OK, that was fair enough—but as soon as I had assembled all the other drawings (and hung around under one of the very rare prototypes), I realised that the rest of the chassis was settled, the floor pan pressings had already been released for tooling, as had the massive rear suspension, so there was nowhere to recess the silencer boxes. And do you now wonder why they are so obviously visible, at the rear, on early cars? My fault, I guess—trust me!
Not that this was the end of the shoe-horning exercises—for a new type of rear anti-roll bar was needed, and the propeller shaft (together with my newly minted exhaust pipes) all got in the way. Does that explain the odd shape? It should. Or why such an odd fixing was needed for the electric radiator cooling fan motor which, if I recall, was a Lucas instrument? All my fault, I’m afraid—the initials on the drawings in the archive prove it.
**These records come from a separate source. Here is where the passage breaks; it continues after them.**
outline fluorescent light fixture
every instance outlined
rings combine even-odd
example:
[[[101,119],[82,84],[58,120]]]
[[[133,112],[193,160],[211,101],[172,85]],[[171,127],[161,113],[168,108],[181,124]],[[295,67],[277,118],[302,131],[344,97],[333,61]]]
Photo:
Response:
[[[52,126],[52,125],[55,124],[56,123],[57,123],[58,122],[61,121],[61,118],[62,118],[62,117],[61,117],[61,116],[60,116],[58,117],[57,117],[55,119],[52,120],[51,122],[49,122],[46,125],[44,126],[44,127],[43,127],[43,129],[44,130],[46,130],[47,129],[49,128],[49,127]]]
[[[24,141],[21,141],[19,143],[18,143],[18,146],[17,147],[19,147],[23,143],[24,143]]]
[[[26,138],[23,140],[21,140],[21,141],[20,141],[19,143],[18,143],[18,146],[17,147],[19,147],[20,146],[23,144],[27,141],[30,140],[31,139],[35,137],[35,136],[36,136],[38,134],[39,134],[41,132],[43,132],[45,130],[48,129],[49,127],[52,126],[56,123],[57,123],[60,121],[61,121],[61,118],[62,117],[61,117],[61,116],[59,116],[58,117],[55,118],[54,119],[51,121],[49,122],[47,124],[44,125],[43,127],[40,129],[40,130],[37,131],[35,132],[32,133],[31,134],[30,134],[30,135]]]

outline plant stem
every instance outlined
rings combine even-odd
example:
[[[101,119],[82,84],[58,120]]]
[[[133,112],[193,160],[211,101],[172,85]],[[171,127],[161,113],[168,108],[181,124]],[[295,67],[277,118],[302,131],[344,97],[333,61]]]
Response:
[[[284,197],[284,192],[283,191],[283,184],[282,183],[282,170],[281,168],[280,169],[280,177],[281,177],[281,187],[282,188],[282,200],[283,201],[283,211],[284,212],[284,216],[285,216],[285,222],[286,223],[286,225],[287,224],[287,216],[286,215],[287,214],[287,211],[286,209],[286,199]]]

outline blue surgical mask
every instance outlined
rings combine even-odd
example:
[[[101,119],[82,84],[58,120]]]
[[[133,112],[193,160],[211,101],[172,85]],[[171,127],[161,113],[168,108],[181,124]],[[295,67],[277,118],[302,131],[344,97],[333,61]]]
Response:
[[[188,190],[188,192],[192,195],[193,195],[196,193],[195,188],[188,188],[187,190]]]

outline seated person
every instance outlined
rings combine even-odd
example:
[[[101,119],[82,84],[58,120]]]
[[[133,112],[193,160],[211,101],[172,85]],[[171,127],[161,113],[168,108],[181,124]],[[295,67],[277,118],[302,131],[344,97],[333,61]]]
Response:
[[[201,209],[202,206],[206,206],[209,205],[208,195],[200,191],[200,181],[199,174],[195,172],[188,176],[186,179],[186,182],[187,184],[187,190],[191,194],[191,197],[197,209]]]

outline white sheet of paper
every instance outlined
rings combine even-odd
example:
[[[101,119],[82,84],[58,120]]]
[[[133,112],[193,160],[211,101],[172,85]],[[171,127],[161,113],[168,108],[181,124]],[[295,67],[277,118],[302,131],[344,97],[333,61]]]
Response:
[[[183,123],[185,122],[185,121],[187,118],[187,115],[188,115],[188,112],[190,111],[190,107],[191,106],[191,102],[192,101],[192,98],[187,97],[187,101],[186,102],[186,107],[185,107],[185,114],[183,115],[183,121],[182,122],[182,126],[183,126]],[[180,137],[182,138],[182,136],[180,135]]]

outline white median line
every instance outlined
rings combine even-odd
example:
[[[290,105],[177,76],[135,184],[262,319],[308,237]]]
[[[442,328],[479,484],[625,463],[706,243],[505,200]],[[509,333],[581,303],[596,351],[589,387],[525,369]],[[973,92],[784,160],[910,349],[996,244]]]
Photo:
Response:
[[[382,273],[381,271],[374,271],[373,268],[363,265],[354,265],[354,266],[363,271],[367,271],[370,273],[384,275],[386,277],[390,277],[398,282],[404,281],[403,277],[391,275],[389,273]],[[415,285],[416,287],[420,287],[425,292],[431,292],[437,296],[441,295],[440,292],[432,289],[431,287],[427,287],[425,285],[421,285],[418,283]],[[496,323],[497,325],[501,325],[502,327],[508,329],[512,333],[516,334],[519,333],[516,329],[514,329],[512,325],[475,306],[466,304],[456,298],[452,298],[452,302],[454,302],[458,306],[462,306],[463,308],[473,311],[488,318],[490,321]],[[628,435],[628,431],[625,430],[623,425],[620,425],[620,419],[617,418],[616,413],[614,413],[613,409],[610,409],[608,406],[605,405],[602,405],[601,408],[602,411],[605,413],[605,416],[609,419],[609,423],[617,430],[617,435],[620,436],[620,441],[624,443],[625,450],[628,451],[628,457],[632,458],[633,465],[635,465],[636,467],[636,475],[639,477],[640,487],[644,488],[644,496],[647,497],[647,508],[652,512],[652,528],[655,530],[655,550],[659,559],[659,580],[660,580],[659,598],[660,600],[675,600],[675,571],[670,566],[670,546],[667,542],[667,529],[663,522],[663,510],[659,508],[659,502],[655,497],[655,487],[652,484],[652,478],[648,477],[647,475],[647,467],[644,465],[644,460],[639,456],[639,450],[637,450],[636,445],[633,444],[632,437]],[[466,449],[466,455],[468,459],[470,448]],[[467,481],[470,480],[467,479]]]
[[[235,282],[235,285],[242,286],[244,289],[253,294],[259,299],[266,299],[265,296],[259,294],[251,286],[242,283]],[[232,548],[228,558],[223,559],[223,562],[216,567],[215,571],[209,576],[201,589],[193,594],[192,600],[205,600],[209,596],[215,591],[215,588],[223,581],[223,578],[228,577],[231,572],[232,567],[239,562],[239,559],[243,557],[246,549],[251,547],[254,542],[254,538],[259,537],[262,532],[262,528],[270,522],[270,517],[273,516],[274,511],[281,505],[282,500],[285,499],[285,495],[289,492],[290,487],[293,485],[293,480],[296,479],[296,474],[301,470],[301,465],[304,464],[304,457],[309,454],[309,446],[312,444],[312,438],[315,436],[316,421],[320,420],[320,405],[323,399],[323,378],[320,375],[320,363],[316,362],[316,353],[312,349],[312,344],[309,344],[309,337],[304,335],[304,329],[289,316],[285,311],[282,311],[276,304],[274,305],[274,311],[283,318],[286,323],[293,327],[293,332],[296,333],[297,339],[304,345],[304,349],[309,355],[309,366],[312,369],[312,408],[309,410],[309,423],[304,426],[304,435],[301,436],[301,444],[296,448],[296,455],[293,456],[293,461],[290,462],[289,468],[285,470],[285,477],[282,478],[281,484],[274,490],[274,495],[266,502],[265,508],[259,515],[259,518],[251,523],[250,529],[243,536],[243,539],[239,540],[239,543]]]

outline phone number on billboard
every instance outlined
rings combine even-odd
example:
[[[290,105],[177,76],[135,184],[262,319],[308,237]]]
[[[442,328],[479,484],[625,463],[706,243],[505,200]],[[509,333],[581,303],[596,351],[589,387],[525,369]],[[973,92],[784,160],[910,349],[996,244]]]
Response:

It was to break free from that type of frenetic activity that I was tempted away by an offer to get involved in design, development and motorsport management in the Standard-Triumph organisation. But that is a story for another day… MM

AAGR and Kastner, Canada 1964



'Growing up at Jaguar' has 1 comment

  1. May 3, 2020 @ 2:10 am Martin Freestone

    I spent 3 nights walking backwards inside an XJ6 engine bay fitting steering shaft blanking plates after leaving Chryslers Experimental dept. The work for the night was usually finished by 2am then everyone slept on uninstalled seats until the end of the shift. I went on to become a body in white designer/engineer last jobs were Tesla SF & RR Goodwood, now I am retired.